We are dealing with all reals, not just integers I think.

Put the numbers in increasing order. At most $a_1=0$. Clearly for $N=9$ we can find a solution. Now assume that $N$ is even $\ge 10$. Without loss of generality we can assume that $a_1+\cdots +a_9=n_1$, where $n_1$ is an integer. Let $S= a_1+\cdots +a_7$. Then $S+a_{10}+a_i$ can be an integer only if $i\ge11$ (because all the numbers are distinct and smaller than 1). That is, the case $N=10$ is not possible. So assume $N\ge 12$ and let $S+a_{10}+a_{11}=n_2$, where $n_2$ is an integer. Now look at $S+a_{12}+a_i$; this can be an integer only if $i\ge 13$. So the case $N=12$ is not possible. And so on for even $N$. Now assume that $N$ is odd and start with $N=11$. As before, WLOG we can assume that $a_1+\cdots +a_9=n_1$, and $a_1+\cdots +a_7+a_{10}+a_{11}=n_2$, where $n_1$ and $n_2$ are integers. Clearly we must have $n_2-n_1=1$ or $(a_{10}+a_{11})-(a_8+a_9)=1$ because all the numbers are distinct, positive (except maybe $a_1=0$) and smaller than 1. Now let $S= a_1+\cdots +a_6$. Then $S+a_9+a_{10}+a_i$ can be an integer only if $i\ge12$. That is, the case $N=11$ is not possible. So assume $N\ge 13$ and let $S+a_9+a_{10}+a_{12}=n_3$, where $n_3$ is an integer. But now $n_3-n_2=1$ and $n_3-n_1=1$, which leads to contradiction. And so on... The only solution is $N=9$.

<tk1> wrote: Now assume that $N$ is even $\ge 10$. Without loss of generality we can assume that $a_1+\cdots +a_9=n_1$, where $n_1$ is an integer. Well.. It DOES LOSE generality... Because you already put the $a_i$ in order you can no more assumpt "without loss of genarality"

Does anyone have an official solution for this?

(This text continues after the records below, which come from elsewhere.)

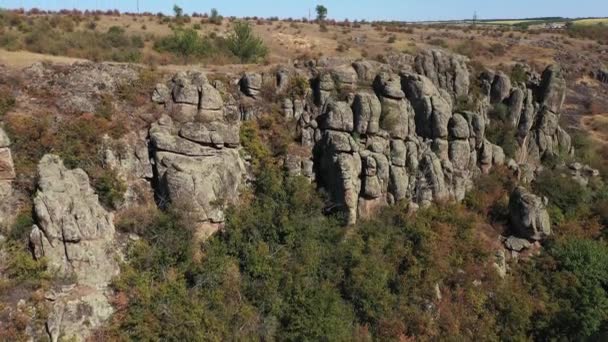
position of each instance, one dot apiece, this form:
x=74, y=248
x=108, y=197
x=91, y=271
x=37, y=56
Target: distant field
x=508, y=22
x=592, y=21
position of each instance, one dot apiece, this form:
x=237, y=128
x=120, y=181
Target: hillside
x=197, y=178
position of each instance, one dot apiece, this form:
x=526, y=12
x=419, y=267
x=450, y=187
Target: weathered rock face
x=76, y=236
x=602, y=75
x=81, y=85
x=7, y=175
x=447, y=71
x=528, y=214
x=129, y=158
x=533, y=109
x=401, y=143
x=7, y=171
x=195, y=149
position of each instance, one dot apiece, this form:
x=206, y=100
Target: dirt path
x=22, y=59
x=18, y=60
x=597, y=126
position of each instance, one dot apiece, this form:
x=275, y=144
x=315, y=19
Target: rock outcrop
x=602, y=75
x=75, y=234
x=403, y=141
x=7, y=175
x=533, y=109
x=528, y=215
x=195, y=148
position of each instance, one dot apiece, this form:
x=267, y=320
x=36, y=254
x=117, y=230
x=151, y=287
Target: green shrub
x=518, y=74
x=22, y=270
x=185, y=43
x=574, y=275
x=501, y=132
x=7, y=102
x=244, y=44
x=571, y=198
x=21, y=228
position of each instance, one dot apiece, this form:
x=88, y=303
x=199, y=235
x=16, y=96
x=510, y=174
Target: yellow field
x=507, y=22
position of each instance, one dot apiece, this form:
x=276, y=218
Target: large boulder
x=446, y=70
x=552, y=90
x=197, y=162
x=367, y=110
x=7, y=170
x=528, y=215
x=501, y=88
x=433, y=108
x=75, y=234
x=251, y=84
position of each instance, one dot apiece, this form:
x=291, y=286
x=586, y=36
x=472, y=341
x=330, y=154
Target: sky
x=403, y=10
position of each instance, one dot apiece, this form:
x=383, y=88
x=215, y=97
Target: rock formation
x=7, y=175
x=533, y=109
x=75, y=234
x=399, y=139
x=528, y=215
x=195, y=148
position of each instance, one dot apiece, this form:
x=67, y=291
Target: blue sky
x=407, y=10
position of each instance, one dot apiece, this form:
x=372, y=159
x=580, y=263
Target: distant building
x=555, y=26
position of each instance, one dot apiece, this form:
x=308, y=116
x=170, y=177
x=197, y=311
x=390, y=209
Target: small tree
x=321, y=13
x=244, y=44
x=178, y=11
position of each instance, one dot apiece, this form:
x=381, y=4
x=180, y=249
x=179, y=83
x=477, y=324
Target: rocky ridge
x=374, y=134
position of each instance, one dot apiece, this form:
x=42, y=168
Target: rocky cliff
x=370, y=134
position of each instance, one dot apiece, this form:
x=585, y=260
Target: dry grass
x=22, y=59
x=597, y=126
x=592, y=21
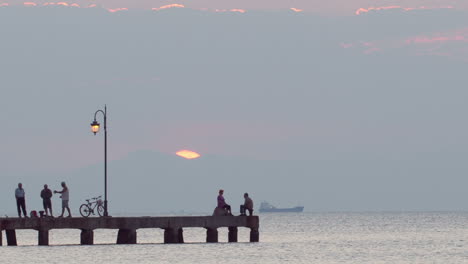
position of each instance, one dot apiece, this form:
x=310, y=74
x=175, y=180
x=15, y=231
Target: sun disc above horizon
x=188, y=154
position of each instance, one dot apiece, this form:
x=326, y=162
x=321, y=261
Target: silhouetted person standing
x=20, y=200
x=65, y=197
x=222, y=203
x=248, y=205
x=46, y=195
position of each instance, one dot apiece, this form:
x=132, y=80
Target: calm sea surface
x=293, y=238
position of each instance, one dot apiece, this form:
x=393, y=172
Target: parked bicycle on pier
x=91, y=204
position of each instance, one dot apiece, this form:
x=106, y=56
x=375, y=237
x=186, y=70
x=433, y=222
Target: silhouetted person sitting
x=20, y=200
x=222, y=204
x=46, y=195
x=248, y=205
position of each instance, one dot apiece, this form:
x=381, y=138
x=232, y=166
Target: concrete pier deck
x=127, y=226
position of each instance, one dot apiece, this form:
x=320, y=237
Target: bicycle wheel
x=100, y=210
x=84, y=210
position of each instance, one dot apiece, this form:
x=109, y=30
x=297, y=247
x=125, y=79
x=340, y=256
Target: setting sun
x=188, y=154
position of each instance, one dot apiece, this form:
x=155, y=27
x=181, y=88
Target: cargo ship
x=268, y=208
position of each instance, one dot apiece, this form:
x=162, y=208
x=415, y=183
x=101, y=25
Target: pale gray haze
x=337, y=113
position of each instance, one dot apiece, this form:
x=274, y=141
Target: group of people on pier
x=247, y=206
x=46, y=195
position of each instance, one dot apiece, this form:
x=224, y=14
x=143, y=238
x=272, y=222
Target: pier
x=128, y=226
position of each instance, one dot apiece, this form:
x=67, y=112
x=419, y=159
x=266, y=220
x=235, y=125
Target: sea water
x=388, y=237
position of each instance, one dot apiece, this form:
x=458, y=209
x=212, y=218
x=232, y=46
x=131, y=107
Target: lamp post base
x=106, y=213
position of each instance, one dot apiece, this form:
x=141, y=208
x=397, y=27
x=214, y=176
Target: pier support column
x=180, y=235
x=254, y=235
x=43, y=237
x=211, y=235
x=11, y=237
x=87, y=237
x=232, y=235
x=173, y=235
x=126, y=236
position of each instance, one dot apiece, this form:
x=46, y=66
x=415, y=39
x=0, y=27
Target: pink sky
x=318, y=6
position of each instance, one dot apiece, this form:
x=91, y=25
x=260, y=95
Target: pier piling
x=11, y=237
x=254, y=235
x=126, y=236
x=232, y=235
x=211, y=235
x=43, y=237
x=87, y=237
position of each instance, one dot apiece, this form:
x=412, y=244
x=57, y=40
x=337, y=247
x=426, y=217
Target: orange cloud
x=238, y=10
x=29, y=4
x=168, y=6
x=297, y=10
x=188, y=154
x=369, y=9
x=117, y=9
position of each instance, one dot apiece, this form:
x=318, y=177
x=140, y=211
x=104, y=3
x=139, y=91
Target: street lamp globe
x=95, y=127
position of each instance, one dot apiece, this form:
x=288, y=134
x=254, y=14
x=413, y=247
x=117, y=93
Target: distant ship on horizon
x=268, y=208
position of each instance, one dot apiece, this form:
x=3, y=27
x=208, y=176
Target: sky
x=338, y=7
x=331, y=108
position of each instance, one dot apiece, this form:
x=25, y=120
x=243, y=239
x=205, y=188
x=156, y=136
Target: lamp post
x=95, y=128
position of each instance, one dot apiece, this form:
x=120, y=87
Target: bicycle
x=88, y=208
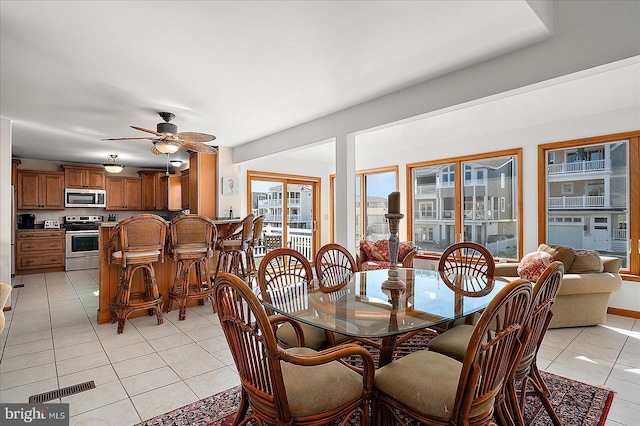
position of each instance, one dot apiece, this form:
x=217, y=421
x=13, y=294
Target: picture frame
x=229, y=185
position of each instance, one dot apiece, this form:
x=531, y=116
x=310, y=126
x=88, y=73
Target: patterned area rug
x=576, y=403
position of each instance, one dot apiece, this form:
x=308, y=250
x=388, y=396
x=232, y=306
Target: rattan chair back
x=193, y=233
x=139, y=233
x=472, y=261
x=282, y=273
x=334, y=266
x=493, y=350
x=259, y=359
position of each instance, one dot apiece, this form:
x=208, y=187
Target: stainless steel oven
x=82, y=242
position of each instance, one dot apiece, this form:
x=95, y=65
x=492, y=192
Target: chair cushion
x=133, y=255
x=532, y=265
x=452, y=343
x=314, y=337
x=371, y=265
x=318, y=388
x=586, y=262
x=425, y=381
x=559, y=253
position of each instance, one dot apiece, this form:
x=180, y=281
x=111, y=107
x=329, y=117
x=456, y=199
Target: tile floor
x=52, y=340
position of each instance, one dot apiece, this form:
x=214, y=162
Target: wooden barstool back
x=192, y=244
x=137, y=243
x=233, y=249
x=256, y=241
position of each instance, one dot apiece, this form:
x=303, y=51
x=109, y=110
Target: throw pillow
x=586, y=262
x=380, y=250
x=366, y=246
x=560, y=253
x=533, y=265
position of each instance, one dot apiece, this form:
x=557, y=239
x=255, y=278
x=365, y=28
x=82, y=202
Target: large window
x=372, y=188
x=467, y=199
x=590, y=196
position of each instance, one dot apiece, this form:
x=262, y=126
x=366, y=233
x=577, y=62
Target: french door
x=290, y=206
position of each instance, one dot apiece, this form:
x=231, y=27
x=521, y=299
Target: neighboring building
x=588, y=197
x=490, y=206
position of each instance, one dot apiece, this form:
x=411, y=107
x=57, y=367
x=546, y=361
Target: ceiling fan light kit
x=113, y=165
x=167, y=139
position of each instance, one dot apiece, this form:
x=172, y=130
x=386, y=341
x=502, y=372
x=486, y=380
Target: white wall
x=5, y=198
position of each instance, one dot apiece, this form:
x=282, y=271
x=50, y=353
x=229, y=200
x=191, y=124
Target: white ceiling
x=72, y=73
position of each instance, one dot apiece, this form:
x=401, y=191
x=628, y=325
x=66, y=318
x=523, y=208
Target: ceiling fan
x=167, y=140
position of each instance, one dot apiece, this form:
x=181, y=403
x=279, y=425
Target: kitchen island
x=165, y=270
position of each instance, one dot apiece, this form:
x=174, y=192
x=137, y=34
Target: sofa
x=587, y=284
x=375, y=255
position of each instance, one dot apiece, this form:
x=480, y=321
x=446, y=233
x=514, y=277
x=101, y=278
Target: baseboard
x=623, y=312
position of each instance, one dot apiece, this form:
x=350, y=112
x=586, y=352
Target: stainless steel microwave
x=85, y=197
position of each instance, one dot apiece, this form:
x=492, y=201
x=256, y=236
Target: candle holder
x=393, y=282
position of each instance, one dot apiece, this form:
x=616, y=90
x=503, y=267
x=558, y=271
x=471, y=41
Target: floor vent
x=59, y=393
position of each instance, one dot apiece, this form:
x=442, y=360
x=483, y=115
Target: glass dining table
x=359, y=305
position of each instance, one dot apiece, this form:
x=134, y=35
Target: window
x=481, y=207
x=372, y=188
x=598, y=215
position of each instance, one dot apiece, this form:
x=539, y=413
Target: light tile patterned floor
x=52, y=340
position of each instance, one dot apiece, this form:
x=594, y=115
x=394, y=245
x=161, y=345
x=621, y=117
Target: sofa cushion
x=586, y=262
x=533, y=265
x=560, y=253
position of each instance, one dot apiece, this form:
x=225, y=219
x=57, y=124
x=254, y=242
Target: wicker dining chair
x=334, y=264
x=136, y=243
x=468, y=268
x=434, y=389
x=453, y=343
x=288, y=386
x=232, y=250
x=280, y=270
x=192, y=243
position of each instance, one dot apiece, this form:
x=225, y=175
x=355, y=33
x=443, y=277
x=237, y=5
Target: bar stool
x=231, y=250
x=141, y=240
x=193, y=238
x=255, y=242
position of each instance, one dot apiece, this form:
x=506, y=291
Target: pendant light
x=113, y=165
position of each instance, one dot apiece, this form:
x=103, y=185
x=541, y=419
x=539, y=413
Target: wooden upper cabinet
x=160, y=192
x=40, y=190
x=184, y=188
x=124, y=193
x=84, y=177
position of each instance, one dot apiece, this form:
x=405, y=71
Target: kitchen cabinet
x=184, y=189
x=154, y=190
x=159, y=191
x=124, y=193
x=40, y=251
x=84, y=177
x=40, y=190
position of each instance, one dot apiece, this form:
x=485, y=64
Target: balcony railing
x=576, y=202
x=576, y=167
x=278, y=203
x=619, y=234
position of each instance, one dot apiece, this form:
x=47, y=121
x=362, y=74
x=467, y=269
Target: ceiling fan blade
x=127, y=139
x=199, y=147
x=153, y=132
x=195, y=137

Official solution: For $N=9$ obvious. Let $N>9$, and numbers are $a_1,...,a_N$ $S=a_1+...+a_N$ and $T=a_1+...+a_7$ First, prove that for every $i>7$ exist only one index $j>7$ such that $T+a_i+a_j$ is integer. Let for some $i$ there are two such indexes $j$ and $k$. Then $1>|a_k-a_j|=|T+a_i+a_j-(T+a_i+a_k)|=|integer - integer|>0$ - contradiction. We call pair $(i,j)$ as fitting if $T+a_i+a_j$ is integer. So all indexes $>7$ can be divided in fitting pairs $(x_1,y_1),...(x_m,y_m)$ where $x_i$ and $y_i$ is $a_j$ for some $7<j<N$. So $N=7+2m$. Build sum as $P=\sum_{i=1}^{m}{(T+x_i+y_i)}=T*(m-1)+S$. Sum $P$ is integer. And $T=\frac{P-S}{m-1}$ Similar way we set $T`=a_2+...+a_8$ and $T`=\frac{P`-S}{m-1}$ $a_8-a_1=T`-T=\frac{P`-P}{m-1}$ Let $a_1$ is minimal. So it follows, that for $1<i<N$ we can write $a_i=a_1+\frac{b_i}{m-1}$ where $b_i$ - positive integer , and $N=7+2m$ $1>a_N\geq a_1+\frac{N-1}{m-1} \to N<m$ but $N=7+2m>m$ contradiction.

Thanks!! If you know, what is the motive for thinking $T=a_1+...+a_7$